Let $A$ be a Noetherian ring, $I=(a_1,\ldots,a_n)$ an ideal of $A$. I want to show that completion of $A$ by $I$ (denote that by $\hat{A}$) is isomorphic to $A[[x_1,\ldots,x_n]]/(x_1-a_1,\ldots,x_n-a_n)$, hence Noetherian (since the formal power series is Noetherian, and so is the quotient).

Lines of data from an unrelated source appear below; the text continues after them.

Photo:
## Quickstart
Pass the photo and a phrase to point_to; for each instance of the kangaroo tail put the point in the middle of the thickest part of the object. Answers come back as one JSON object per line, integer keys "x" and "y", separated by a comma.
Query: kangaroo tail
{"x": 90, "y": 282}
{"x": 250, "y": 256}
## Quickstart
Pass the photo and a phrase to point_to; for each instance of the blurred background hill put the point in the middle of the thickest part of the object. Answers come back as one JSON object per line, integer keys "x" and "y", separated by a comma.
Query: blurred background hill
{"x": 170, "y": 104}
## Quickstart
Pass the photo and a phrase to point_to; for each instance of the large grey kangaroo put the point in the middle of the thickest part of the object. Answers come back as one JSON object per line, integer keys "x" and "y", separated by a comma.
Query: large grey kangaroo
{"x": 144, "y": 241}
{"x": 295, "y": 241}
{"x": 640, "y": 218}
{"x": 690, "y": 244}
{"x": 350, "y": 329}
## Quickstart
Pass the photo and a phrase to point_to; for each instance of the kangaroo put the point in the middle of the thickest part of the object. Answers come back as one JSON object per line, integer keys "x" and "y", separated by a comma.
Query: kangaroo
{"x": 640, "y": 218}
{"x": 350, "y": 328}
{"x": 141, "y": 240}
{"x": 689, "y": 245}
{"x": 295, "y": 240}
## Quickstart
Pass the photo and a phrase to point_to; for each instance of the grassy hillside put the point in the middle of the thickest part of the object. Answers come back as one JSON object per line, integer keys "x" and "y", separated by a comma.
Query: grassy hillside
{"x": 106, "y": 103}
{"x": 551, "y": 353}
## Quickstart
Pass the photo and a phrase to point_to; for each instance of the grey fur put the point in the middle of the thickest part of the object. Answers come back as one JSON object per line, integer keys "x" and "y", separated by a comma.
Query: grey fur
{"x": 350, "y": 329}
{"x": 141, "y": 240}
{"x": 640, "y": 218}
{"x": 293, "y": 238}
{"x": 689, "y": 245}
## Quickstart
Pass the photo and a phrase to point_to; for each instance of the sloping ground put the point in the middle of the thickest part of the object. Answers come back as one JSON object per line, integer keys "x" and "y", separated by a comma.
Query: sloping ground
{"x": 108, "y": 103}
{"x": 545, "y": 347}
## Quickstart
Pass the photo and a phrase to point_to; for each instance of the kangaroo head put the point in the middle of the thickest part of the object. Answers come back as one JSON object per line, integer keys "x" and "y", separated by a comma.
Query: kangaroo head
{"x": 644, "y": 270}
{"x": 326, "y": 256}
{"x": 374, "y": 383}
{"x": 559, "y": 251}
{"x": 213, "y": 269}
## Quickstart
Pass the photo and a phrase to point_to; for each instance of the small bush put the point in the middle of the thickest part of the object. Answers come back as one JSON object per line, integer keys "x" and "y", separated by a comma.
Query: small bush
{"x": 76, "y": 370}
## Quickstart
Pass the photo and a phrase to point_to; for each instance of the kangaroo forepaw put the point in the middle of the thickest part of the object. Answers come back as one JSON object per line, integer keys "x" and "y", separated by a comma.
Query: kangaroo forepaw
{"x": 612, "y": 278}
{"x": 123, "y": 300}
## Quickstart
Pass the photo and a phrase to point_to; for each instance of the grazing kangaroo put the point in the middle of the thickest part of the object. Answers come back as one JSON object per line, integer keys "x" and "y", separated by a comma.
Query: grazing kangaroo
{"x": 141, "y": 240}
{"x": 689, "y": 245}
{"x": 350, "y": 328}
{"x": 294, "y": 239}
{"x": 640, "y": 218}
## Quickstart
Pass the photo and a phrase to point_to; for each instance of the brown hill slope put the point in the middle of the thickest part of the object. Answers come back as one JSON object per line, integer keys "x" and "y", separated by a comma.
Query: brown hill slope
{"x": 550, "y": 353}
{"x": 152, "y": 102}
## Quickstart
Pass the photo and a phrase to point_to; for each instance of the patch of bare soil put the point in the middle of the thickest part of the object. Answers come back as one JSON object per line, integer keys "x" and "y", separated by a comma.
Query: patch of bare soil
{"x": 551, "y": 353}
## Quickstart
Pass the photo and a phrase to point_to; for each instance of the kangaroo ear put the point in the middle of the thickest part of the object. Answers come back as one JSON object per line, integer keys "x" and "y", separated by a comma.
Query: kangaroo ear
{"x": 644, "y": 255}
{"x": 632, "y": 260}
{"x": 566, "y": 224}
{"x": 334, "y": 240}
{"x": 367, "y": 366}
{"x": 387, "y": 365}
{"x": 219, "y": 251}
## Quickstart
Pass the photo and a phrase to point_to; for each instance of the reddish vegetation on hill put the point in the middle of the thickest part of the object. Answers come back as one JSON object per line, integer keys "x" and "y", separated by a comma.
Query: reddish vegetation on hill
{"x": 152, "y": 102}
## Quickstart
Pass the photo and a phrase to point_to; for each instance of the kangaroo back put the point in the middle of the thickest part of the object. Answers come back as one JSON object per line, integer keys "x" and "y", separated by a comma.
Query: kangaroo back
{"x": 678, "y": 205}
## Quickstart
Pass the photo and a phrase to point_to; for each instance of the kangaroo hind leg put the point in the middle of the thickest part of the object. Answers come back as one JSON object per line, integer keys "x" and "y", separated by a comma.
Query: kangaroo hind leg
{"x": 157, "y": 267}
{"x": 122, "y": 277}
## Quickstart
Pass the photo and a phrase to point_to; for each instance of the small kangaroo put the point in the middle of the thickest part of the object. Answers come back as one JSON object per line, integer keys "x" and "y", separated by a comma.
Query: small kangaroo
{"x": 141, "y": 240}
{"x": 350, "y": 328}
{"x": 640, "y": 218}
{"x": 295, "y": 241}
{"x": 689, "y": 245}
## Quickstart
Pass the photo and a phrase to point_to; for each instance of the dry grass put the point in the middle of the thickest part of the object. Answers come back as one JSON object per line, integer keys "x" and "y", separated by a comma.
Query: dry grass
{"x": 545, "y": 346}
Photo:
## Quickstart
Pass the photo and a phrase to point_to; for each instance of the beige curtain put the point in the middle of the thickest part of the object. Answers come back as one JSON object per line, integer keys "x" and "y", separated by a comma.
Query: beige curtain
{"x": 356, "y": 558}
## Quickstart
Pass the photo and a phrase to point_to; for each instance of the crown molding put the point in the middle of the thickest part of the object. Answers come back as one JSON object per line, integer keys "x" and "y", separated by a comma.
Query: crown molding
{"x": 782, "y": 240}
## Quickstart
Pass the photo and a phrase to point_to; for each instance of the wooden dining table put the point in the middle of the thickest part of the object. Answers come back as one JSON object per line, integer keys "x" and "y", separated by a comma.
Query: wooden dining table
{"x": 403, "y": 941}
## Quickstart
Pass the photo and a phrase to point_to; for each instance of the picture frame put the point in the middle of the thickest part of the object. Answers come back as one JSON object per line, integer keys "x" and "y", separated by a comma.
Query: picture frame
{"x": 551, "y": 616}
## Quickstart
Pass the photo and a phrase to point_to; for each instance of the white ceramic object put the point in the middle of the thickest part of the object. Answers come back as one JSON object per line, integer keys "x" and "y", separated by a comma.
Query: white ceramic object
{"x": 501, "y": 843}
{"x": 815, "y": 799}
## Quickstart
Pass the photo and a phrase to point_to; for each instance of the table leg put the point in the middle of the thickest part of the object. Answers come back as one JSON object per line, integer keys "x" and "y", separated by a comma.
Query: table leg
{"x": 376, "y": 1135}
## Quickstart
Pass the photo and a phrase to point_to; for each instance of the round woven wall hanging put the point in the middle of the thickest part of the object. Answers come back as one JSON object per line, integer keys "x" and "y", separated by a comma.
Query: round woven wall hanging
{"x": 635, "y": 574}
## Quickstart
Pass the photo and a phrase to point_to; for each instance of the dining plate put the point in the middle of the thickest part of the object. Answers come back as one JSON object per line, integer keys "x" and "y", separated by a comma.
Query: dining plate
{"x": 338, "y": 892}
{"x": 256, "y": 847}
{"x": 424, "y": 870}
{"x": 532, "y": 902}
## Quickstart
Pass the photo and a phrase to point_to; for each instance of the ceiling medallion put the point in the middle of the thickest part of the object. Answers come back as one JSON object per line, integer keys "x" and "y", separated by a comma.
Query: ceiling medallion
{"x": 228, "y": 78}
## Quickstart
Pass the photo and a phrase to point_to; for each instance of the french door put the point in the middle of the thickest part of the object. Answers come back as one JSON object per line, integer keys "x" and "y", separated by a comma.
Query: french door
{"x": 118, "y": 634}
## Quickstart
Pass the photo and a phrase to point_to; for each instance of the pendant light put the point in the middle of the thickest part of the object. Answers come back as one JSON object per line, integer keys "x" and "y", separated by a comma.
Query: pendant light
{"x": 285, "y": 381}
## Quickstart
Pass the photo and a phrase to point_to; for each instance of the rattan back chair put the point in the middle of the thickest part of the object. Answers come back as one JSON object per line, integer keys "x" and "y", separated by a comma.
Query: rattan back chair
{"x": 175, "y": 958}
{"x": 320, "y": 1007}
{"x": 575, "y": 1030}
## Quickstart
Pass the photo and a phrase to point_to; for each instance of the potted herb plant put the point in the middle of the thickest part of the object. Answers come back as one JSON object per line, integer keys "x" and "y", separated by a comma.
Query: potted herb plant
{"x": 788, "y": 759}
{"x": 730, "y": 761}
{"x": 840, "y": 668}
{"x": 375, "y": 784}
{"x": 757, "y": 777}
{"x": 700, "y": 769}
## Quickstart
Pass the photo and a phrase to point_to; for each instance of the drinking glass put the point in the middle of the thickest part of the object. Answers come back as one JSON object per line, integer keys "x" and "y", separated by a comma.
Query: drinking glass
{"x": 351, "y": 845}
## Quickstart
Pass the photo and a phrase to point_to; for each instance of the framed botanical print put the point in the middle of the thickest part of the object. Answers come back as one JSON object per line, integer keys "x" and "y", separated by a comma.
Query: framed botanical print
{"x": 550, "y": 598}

I've seen some different proofs for this (both in Matsumura's Commutative Ring Theory and Atiyah, MacDonalds Introduction to Commutative Algebra), but I want to explicitly show we have a isomorphism $\hat{A}\cong A[[x_1,\ldots,x_n]]/(x_1-a_1,\ldots,x_n-a_n)$. I've been trying to construct a map doing this, but so far without any luck.
This is more or less the proof in Matsumura, Theorem 8.12. Let $\mathfrak{m} := (x_{1},\dotsc,x_{n}) \subset A[x_{1},\dotsc,x_{n}]$ be the ideal. Note that $$ \textstyle \hat{A} = \varprojlim_{\ell \in \mathbb{N}} A/I^{\ell} $$ and $$ \textstyle A[[x_{1},\dotsc,x_{n}]]/(x_{1}-a_{1},\dotsc,x_{n}-a_{n}) \simeq \varprojlim_{\ell \in \mathbb{N}} A[x_{1},\dotsc,x_{n}]/(\mathfrak{m}^{\ell},x_{1}-a_{1},\dotsc,x_{n}-a_{n}) $$ where in the above isomorphism we use that $A$ is Noetherian, show that the $A$-algebra map $$ A[x_{1},\dotsc,x_{n}]/(\mathfrak{m}^{\ell},x_{1}-a_{1},\dotsc,x_{n}-a_{n}) \to A/I^{\ell} $$ sending $x_{i} \mapsto a_{i}$ is an isomorphism, then take projective limit.
The map $\varphi : A[x_{1},\dotsc,x_{n}] \to A/I^{\ell}$ sending $x_{i} \mapsto a_{i}$ is surjective, and $(\mathfrak{m}^{\ell},x_{1}-a_{1},\dotsc,x_{n}-a_{n}) \subseteq \ker \varphi$. Suppose $f(x_{1},\dotsc,x_{n}) \in \ker \varphi$. Reducing modulo $x_{1}-a_{1},\dotsc,x_{n}-a_{n}$, we may assume that $f = a \in A$ is a constant; then $a \in \ker\varphi$ means $a \in I^{\ell}$, namely we can write $a = \sum_{\mathbf{e}} c_{\mathbf{e}}a_{1}^{e_{1}} \dotsb a_{n}^{e_{n}}$ where $\mathbf{e} = (e_{1},\dotsc,e_{n})$ ranges over elements of $(\mathbb{Z}_{\ge 0})^{\oplus n}$ such that $e_{1} + \dotsb + e_{n} = \ell$. Then $a$ is equivalent modulo $x_{1}-a_{1},\dotsc,x_{n}-a_{n}$ to $\sum_{\mathbf{e}} c_{\mathbf{e}}x_{1}^{e_{1}} \dotsb x_{n}^{e_{n}}$, which lies in $\mathfrak{m}^{\ell}$.